Acqua pubblica, Melis (M5S): “Pd tradisce 27 milioni di italiani”

Andrea Melis

«L’acqua pubblica non è in (s)vendita! Lo hanno sancito 27 milioni di italiani con il referendum del 2011, che ieri il Partito Democratico ha calpestato, affossando la legge popolare sulla ripubblicizzazione dell’acqua pubblica in discussione in Commissione Ambiente alla Camera». Così sostiene Andrea Melis, portavoce MoVimento 5 Stelle in Regione Liguria.

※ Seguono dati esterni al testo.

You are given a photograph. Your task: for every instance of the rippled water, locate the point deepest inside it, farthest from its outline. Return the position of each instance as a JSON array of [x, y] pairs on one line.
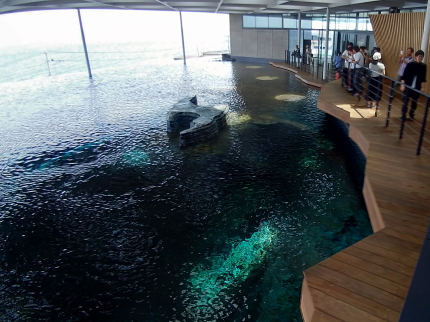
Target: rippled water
[[105, 218]]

«La maggioranza – prosegue Melis – ha votato a favore dell’emendamento Borghi (Pd) e ha così cancellato l’articolo che prevede che l’acqua sia pubblica, così come la sua gestione e le infrastrutture dei servizi idrici. Mentre la discussione della legge proseguirà il 29 marzo a Montecitorio, anche in Regione Liguria stiamo portando avanti questa battaglia dall’inizio della legislatura affinché l’acqua non solo sia pubblica ma anche gestita da enti al 100% pubblici, e non da società per azioni che assetano i cittadini usando le bollette come bancomat».

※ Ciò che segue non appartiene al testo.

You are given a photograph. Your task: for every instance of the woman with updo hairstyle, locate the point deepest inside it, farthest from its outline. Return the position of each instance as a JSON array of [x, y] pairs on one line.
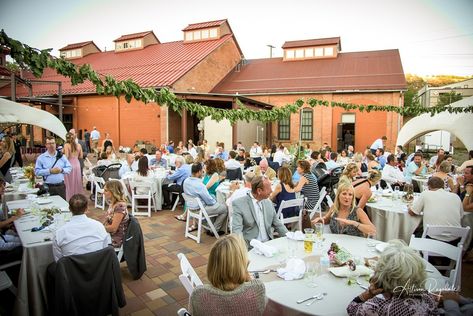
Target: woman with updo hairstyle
[[363, 187], [231, 290], [117, 219], [400, 277]]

«Continueremo a lottare con tutti gli strumenti disponibili e in tutte le sedi istituzionali per affermare con forza questo principio, a Roma come in Liguria. Chi si oppone all’acqua pubblica si oppone a 27 milioni di italiani che lo hanno sancito in modo chiaro col referendum 2011. E se ne assumerà la responsabilità davanti ai cittadini», conclude il portavoce del M5S in Regione Liguria.